FDA cracks down on Juul regulations

EHS students who use the product will face new challenges

Ellen Mi, staff writer

Mango, mint, and fruit medley—traditionally refreshing flavors of gum, these are actually Juul pod flavors. Juuls are the #1 selling e-cigarette in the country, and although federal law prohibits sales to minors, the Food and Drug Administration says that the various sweet flavors of Juul pods have been especially appealing to high school students.

Juuls, which the Centers for Disease Control say are shaped like USB flash drives, use pods filled with a mix of chemicals, nicotine, and flavoring.

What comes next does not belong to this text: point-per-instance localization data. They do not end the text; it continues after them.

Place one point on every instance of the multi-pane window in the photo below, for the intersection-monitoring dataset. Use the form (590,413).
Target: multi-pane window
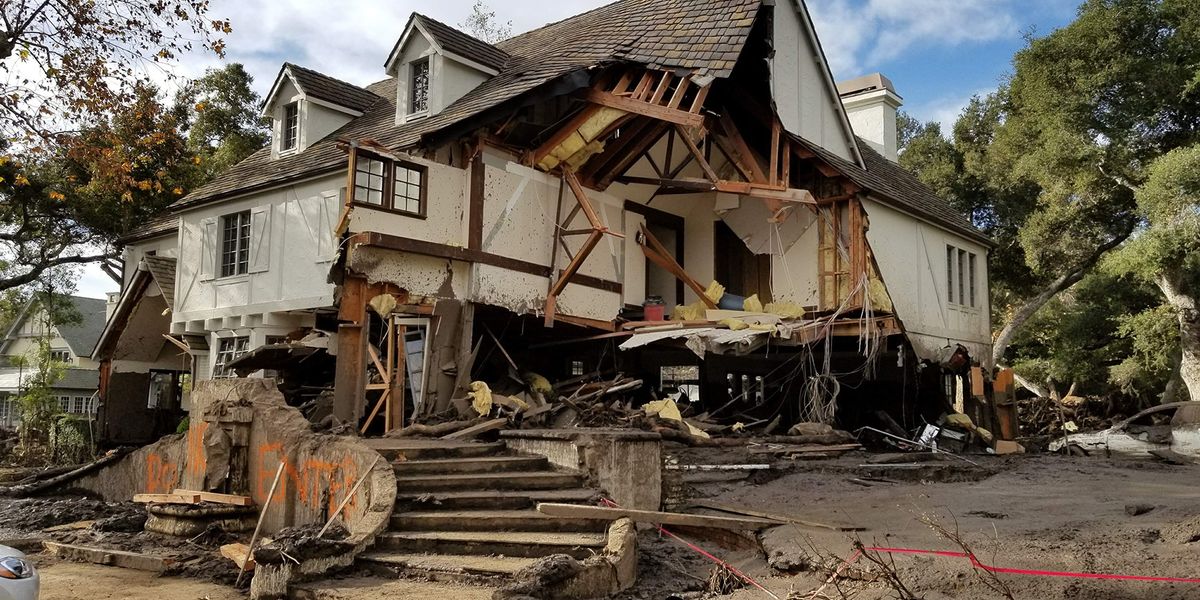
(419,87)
(960,277)
(407,189)
(370,175)
(291,126)
(235,244)
(390,185)
(231,349)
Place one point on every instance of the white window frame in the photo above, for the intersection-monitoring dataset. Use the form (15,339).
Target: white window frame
(289,127)
(228,351)
(240,264)
(413,113)
(961,273)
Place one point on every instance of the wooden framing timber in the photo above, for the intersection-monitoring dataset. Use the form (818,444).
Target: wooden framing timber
(659,112)
(401,244)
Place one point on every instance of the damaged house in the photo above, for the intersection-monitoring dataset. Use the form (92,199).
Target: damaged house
(540,205)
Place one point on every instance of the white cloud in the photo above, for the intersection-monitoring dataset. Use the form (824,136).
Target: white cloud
(346,39)
(859,36)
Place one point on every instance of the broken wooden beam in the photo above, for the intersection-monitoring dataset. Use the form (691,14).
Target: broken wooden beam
(167,498)
(653,516)
(477,430)
(771,516)
(219,498)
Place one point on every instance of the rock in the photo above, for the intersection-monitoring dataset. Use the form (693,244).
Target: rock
(1138,509)
(810,429)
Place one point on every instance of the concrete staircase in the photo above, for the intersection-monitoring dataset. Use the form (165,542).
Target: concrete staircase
(466,511)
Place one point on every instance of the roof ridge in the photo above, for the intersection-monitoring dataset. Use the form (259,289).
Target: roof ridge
(423,16)
(573,17)
(293,65)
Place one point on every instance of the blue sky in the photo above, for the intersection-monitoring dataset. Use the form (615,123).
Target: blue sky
(939,53)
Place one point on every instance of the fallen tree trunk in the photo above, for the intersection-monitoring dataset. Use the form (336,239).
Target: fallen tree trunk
(21,491)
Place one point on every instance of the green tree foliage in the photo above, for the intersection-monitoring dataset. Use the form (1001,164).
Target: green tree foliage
(223,125)
(483,24)
(1050,165)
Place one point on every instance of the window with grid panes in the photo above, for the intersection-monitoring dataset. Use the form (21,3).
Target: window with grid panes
(407,185)
(370,177)
(291,126)
(235,244)
(419,85)
(231,349)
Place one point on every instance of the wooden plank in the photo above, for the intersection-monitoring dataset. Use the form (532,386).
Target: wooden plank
(645,108)
(108,557)
(653,516)
(240,556)
(772,516)
(696,154)
(167,498)
(477,430)
(220,498)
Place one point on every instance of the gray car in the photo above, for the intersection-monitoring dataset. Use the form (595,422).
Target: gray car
(18,577)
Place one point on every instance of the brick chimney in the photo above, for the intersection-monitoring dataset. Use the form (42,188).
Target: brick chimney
(871,105)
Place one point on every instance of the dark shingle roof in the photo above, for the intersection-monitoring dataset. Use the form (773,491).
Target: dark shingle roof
(901,187)
(322,87)
(689,34)
(82,336)
(154,227)
(454,41)
(163,271)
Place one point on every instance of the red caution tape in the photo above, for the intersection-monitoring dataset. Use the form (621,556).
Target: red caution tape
(976,563)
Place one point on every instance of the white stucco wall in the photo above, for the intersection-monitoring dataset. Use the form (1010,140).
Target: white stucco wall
(911,255)
(807,105)
(299,245)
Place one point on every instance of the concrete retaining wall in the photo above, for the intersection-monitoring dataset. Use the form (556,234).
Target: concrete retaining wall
(627,465)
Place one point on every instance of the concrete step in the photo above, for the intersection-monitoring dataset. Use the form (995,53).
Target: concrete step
(491,499)
(472,465)
(426,449)
(457,568)
(509,544)
(490,521)
(513,480)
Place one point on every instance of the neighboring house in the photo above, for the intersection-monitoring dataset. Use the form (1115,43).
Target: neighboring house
(639,150)
(70,345)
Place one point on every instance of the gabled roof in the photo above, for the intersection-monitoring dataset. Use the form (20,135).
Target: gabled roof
(79,336)
(323,88)
(160,270)
(685,34)
(900,189)
(154,227)
(460,43)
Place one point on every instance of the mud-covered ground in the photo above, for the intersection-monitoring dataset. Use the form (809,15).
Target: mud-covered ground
(1036,513)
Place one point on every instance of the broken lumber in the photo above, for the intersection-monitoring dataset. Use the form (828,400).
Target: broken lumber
(167,498)
(772,516)
(478,430)
(432,431)
(219,498)
(240,556)
(652,516)
(108,557)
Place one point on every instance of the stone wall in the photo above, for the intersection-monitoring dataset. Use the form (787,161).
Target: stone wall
(263,432)
(627,465)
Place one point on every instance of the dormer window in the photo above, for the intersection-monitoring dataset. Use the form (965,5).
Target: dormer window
(419,84)
(291,127)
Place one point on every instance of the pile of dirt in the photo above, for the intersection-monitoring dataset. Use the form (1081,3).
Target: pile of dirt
(303,543)
(37,514)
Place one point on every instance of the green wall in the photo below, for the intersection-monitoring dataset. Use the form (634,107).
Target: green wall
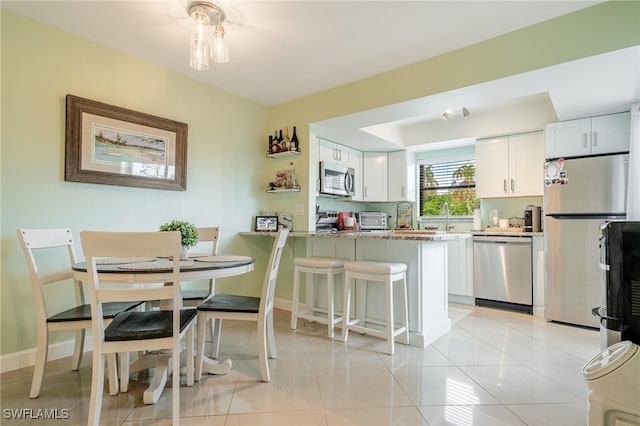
(227,168)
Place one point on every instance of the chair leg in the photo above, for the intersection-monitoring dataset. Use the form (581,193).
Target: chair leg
(295,297)
(262,349)
(389,316)
(346,307)
(97,384)
(217,334)
(271,336)
(78,349)
(175,383)
(330,306)
(201,323)
(189,337)
(124,364)
(42,349)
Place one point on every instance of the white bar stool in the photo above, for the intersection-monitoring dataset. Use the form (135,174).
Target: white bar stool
(328,266)
(388,274)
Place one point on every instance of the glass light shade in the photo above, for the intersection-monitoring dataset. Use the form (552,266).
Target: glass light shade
(200,41)
(220,47)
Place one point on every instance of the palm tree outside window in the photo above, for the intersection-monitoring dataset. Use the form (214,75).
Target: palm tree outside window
(452,182)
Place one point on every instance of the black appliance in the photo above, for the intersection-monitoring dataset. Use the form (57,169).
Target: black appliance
(620,265)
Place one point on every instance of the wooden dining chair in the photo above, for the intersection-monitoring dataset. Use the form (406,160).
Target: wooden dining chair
(246,308)
(55,253)
(137,331)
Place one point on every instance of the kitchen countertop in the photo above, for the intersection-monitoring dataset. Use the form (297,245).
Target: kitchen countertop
(377,235)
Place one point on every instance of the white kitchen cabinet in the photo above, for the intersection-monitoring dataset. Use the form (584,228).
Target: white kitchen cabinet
(510,166)
(401,176)
(588,136)
(460,270)
(374,184)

E-cigs, like Juuls, are intended to provide a safer alternative to smoking for cigarette smokers, but after hitting the market, teenagers who may have never smoked a cigarette before started becoming addicted to nicotine delivered via Juuls.

The increase in Juul sales to teenagers has not gone unnoticed as the FDA promised to remove Juuls from the market if Juul Labs don’t halt sales to minors. “[The FDA] has conducted 978,290 retail inspections, issued 77,180 warning letters to retailers for violating the law and initiated approximately 18,560 civil money penalty cases, as of Sept. 1, 2018,” the FDA reported.

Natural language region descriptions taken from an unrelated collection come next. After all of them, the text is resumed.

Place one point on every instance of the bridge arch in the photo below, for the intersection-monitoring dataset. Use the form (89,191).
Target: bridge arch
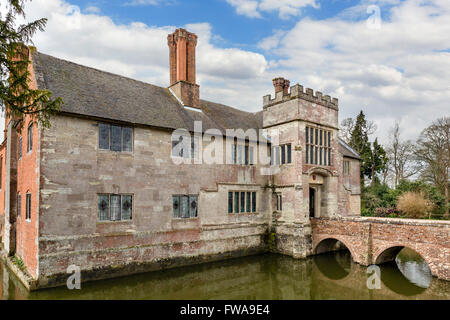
(328,244)
(389,253)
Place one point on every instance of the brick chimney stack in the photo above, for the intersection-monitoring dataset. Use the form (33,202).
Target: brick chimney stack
(281,85)
(182,46)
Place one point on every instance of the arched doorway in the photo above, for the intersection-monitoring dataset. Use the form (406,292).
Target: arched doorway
(319,193)
(312,202)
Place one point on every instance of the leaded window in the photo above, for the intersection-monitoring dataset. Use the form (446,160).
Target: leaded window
(30,138)
(115,207)
(28,206)
(279,204)
(318,146)
(115,138)
(281,154)
(20,148)
(19,204)
(185,206)
(346,168)
(241,202)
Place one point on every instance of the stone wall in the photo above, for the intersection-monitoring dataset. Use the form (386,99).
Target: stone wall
(74,172)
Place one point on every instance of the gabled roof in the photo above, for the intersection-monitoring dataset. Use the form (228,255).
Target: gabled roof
(94,93)
(347,151)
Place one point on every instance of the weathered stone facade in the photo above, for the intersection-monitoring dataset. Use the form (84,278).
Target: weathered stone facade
(66,171)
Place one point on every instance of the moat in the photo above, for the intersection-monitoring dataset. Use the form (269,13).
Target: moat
(269,276)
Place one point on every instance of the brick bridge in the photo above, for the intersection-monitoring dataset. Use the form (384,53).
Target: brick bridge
(379,240)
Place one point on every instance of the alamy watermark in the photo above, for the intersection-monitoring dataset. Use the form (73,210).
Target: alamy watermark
(234,146)
(74,280)
(374,20)
(374,280)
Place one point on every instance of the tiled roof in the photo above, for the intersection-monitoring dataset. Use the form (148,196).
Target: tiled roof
(94,93)
(90,92)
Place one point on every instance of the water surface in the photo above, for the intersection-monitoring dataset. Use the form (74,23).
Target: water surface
(269,276)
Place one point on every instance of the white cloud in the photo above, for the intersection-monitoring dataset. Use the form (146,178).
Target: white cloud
(92,9)
(400,72)
(285,8)
(140,51)
(149,2)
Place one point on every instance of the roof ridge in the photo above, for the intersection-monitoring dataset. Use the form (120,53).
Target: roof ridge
(99,70)
(345,144)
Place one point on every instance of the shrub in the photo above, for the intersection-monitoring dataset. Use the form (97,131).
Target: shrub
(386,212)
(415,205)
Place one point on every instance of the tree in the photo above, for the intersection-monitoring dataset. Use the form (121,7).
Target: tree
(347,126)
(359,141)
(378,160)
(401,156)
(433,152)
(16,96)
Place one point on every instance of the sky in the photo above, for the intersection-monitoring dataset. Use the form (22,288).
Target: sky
(389,58)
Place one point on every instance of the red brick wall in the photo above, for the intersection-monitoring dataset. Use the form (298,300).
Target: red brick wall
(2,189)
(28,182)
(369,238)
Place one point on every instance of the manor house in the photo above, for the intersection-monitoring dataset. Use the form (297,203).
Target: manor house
(100,189)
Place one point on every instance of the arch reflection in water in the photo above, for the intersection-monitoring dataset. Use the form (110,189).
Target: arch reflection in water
(408,274)
(258,277)
(334,266)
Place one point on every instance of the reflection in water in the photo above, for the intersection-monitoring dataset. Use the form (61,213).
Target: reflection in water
(408,275)
(414,268)
(334,266)
(328,276)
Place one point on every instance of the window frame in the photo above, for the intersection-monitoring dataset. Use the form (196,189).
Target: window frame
(122,140)
(30,138)
(28,207)
(241,201)
(188,197)
(318,146)
(346,168)
(110,216)
(19,204)
(20,147)
(279,202)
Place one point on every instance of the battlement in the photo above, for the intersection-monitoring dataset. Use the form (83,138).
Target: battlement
(297,91)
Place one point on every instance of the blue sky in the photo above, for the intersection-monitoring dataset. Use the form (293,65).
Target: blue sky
(231,29)
(394,68)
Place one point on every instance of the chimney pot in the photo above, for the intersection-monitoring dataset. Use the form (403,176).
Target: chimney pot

Students at EHS have widely varying opinions on FDA restrictions on Juuls. “It’s stupid to get a nicotine addiction from a Juul. People vape to get rid of nicotine addictions, but now people do it just because others do it, which is dumb because you’ll live with an addiction your whole life,” a student at EHS who preferred to be anonymous said.

“The regulations will probably be effective because I know people who have gotten their Juuls taken away and they just stopped Juuling entirely,” the student said.

However, without Juuls and other e-cigs, students may begin to turn to smoke cigarettes or even marijuana. “Weed is an alternative, but for the younger generation, fewer people will start because it’s harder to get than Juuls,” the same student said.

On the other hand, an EHS senior who owns a Juul and preferred to be anonymous has varying opinions. “All I’ve really heard is that Juuls can mess up your lungs, but I don’t really think that’s true,” the student said. In fact, according to the Centers for Disease Control and Prevention, Juuls are especially damaging to the adolescent brain and flavoring in Juuls can cause lung disease.

However, Juuls are still increasing in popularity among high schoolers, “I think that they’re easier for teens to buy and they’re not as bad as cigarettes, so that’s why they are so popular. They are expensive, which can be hard for teens,” the student said.

Overall, the FDA has made it clear that ending illegal Juul sales is its priority, so restrictions on Juuls may tighten sooner than students think, as Juul sales to minors have proven to be on the rise. If Juul sales are halted, high schools all over the country may see a decrease in e-cig usage among students, or alternatively, they may find that students will resort to finding a new means of getting their fix.